An AR filter, or “Augmented Reality” filter, is a computer-generated effect that can be superimposed over a real-life image (i.e., the infamous dog filter). You might have to commission the help of an out-of-house developer for this one, but the extra effort is worth it for one simple reason: people love taking silly photos and showing them off to their friends. This tactic has most successfully been used by food, makeup, and clothing brands, as you can see here.
Countdown clocks, like the countdown sticker on Instagram Stories, are another fun way to build hype and excitement for your event. Many countdown apps and widgets, including Instagram’s, will also allow viewers to request a notification when the clock runs out, or add the countdown to their own Story.

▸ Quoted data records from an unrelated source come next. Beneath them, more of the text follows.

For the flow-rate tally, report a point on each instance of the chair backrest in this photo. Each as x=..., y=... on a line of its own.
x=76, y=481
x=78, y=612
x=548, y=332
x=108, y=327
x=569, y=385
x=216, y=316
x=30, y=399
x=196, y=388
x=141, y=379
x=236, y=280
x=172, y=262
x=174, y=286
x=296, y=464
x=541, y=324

Social media contests tend to be very effective. Everyone loves free stuff, after all! What you offer as a reward is up to you, but remember to once again consider your audience. If you’re primarily targeting small business owners, for instance, you will probably yield more qualified leads by offering a free trial of your product, rather than, say, a new iPad. For example, a contest held by social media software company Wishpond and its partner, design platform Snappa, offered its contest winners a free year’s subscription to both platforms. The reward was so tantalizing that Wishpond was able to generate 1,263 new leads and it didn’t cost either company a dime.
On LinkedIn, Facebook, Instagram, and Twitter (and even unlikelier spots like Tumblr and Reddit), there are surely people who are interested in the type of content you’ll be offering. While most of these spaces have rules restricting self-promotion, if the event can be framed as valuable and educational, it will often be permitted. Read the rules carefully, and post away.
Sharing highlights from prior events you’ve hosted is a great way to market your upcoming event while making the most of the older ones. Posting clips of funny or inspiring moments can remind your audience of the value you’ve provided in the past, and are likely to bring in the future.
Social media is an ever-changing, many-faceted beast that can be difficult to master from a professional standpoint. But with the right planning, preparation, and legwork, almost anyone can develop a solid social media growth strategy that gets results. We hope that this blog has given you the insight and confidence you need to pull off your own social media event marketing efforts in 2021 and beyond!